At a time when verified local design authentication layouts and autonomous marine testing nodes dictate performance criteria inside the defense and shipbuilding industries, Yıldız Technical University (YTU) has scaled its institutional R&D footprint. Managed under the dual stewardship of the Faculty of Naval Architecture and Maritime and the YTU MARINE Research Center, the newly commissioned Hydrodynamics Laboratory was introduced via a high-level defense and industrial convention at the Davutpaşa Campus.
Backed by capital allocations from the Presidency Strategy and Budget Directorate since 2019, the facility is engineered to process an expansive R&D grid extending from the resistance, propulsion, and maneuvering profiles of model ships in calm/wavy regimes to the hydrodynamic tracking of offshore wind turbines. The master infrastructure plan projects the node’s eventual evolution into a multi-disciplinary "Advanced Hydrodynamics Center of Excellence," integrating coastal and harbor engineering modules.
A First for Turkey: Controlled "Free Running" Simulation Matrices
The launch sequences showcased a domestic academic milestone by deploying "free-running" experimental setups specifically calibrated for autonomous surface and sub-surface platforms:
Calm Water Routines: Initial test tracks cataloged the baseline path-following tolerances, turning diameters, and structural steering behaviors of autonomous models.
Synthesized Wave Environments: Activating the facility's heavy-duty wave-maker arrays, engineers generated precise hydrodynamic perturbations to cross-examine how autonomous guidance systems hold course and maintain equilibrium against multi-axis fluid loads.
Methodological Upgrade: Departing from traditional captive model setups where hulls are physically restricted to measure pure force vectors, this facility enables unconstrained, telemetry-driven free-motion testing matching authentic oceanic behaviors.

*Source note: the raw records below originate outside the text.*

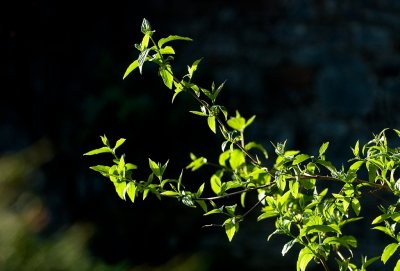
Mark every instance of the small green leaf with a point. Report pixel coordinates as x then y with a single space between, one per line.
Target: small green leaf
105 141
155 168
379 219
323 149
167 75
170 193
384 230
300 158
145 27
167 50
214 211
305 256
131 68
389 251
202 204
142 58
199 113
163 41
238 123
216 92
356 149
197 163
193 68
215 182
145 42
355 204
119 143
102 169
236 159
288 246
99 150
356 165
267 214
323 228
211 124
120 189
131 191
397 267
230 228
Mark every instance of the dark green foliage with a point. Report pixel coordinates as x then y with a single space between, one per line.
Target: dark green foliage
290 186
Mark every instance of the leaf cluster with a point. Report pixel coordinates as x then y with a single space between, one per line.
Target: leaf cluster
306 196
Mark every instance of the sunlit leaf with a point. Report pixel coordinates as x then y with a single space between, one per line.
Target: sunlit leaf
211 123
163 41
167 76
288 246
131 68
305 256
99 150
215 183
142 58
389 251
323 149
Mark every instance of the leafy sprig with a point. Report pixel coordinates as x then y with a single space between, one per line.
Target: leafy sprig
290 187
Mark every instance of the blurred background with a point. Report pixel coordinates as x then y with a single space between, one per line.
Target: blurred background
312 71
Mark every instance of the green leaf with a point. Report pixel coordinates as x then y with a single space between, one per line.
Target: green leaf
170 193
131 191
384 230
305 256
200 190
214 211
397 267
300 158
323 228
356 165
355 204
288 246
155 168
238 123
230 228
145 27
346 241
99 150
121 165
196 163
145 42
105 141
237 158
211 123
131 68
389 251
202 204
120 189
167 76
142 58
104 170
167 50
193 68
323 149
223 157
328 165
163 41
215 182
356 149
130 166
380 218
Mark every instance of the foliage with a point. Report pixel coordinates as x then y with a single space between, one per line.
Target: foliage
307 196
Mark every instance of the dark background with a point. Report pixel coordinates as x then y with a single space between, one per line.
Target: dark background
312 71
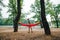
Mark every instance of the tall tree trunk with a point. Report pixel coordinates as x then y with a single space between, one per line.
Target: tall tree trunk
43 17
17 16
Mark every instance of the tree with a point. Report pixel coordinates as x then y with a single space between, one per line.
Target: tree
57 11
43 17
16 20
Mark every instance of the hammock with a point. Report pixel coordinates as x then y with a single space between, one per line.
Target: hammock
29 25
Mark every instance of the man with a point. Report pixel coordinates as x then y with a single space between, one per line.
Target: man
29 25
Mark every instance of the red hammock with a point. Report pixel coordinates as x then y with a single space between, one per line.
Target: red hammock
29 25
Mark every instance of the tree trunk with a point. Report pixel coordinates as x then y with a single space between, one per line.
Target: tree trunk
43 17
17 16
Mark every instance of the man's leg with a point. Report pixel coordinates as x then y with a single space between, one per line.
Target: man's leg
29 30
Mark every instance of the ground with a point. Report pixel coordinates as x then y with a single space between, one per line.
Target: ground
8 34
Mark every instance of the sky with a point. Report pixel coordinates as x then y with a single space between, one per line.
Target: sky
26 8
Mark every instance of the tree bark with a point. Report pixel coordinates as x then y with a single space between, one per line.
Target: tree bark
43 17
17 16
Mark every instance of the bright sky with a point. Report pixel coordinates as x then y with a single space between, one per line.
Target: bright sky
26 7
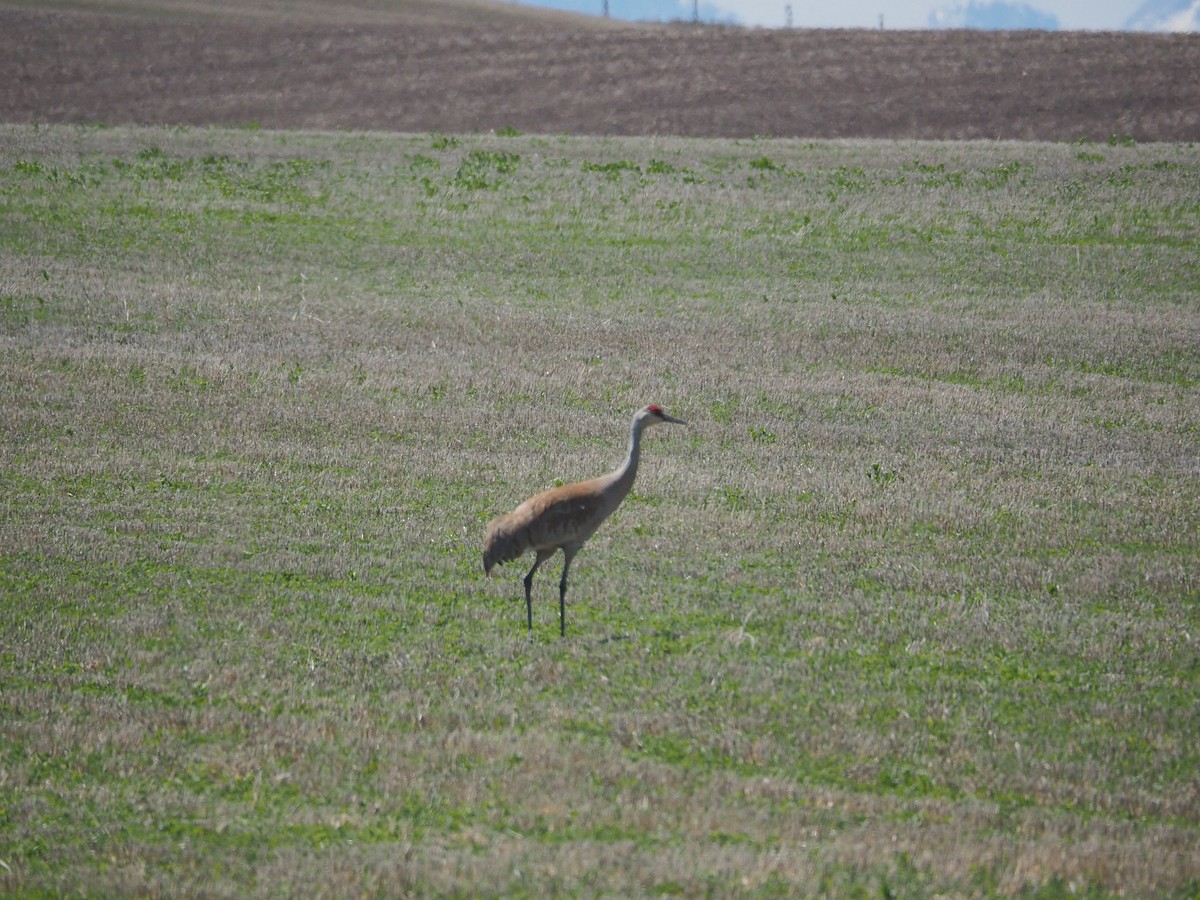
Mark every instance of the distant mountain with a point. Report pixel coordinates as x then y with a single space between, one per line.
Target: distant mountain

Industrial-Academic Integration and Diplomatic Attendance
The corporate presentation drew key delegations from the Presidency of Defense Industries (SSB), the Turkish Navy Design Project Office (DKK), TÜBİTAK MAM, ASELSAN, ASFAT, MKE EGEM, STM, Türk Loydu, and Sefine Shipyard. Contextualizing the commercial returns of academic technology transfers, YTU Rector Prof. Dr. Eyüp Debik and Dean of the Faculty of Naval Architecture and Maritime Prof. Dr. Serkan Ekinci remarked:
Prof. Dr. Eyüp Debik (YTU Rector): "Robust research infrastructures hold paramount strategic value for maritime affairs, defense technologies, and university-industry integration. This Hydrodynamics Laboratory is structurally equipped to serve not just our university, but Turkey's defense ecosystem, shipbuilders, state entities, and the broader scientific community. Merging academic knowledge synthesis with industrial execution tracks directly augments our national capacity to pioneer critical dual-use technologies."
Prof. Dr. Serkan Ekinci (Dean): "A competitive maritime sector relies heavily on advanced research hubs, qualified human capital, and forward-looking engineering workflows. This facility, armed with sophisticated wave-generation systems, fills a critical operational void within our domestic university landscape. It will deliver essential scientific baselines for next-generation naval platforms, autonomous surface vessels, and offshore renewable energy grids."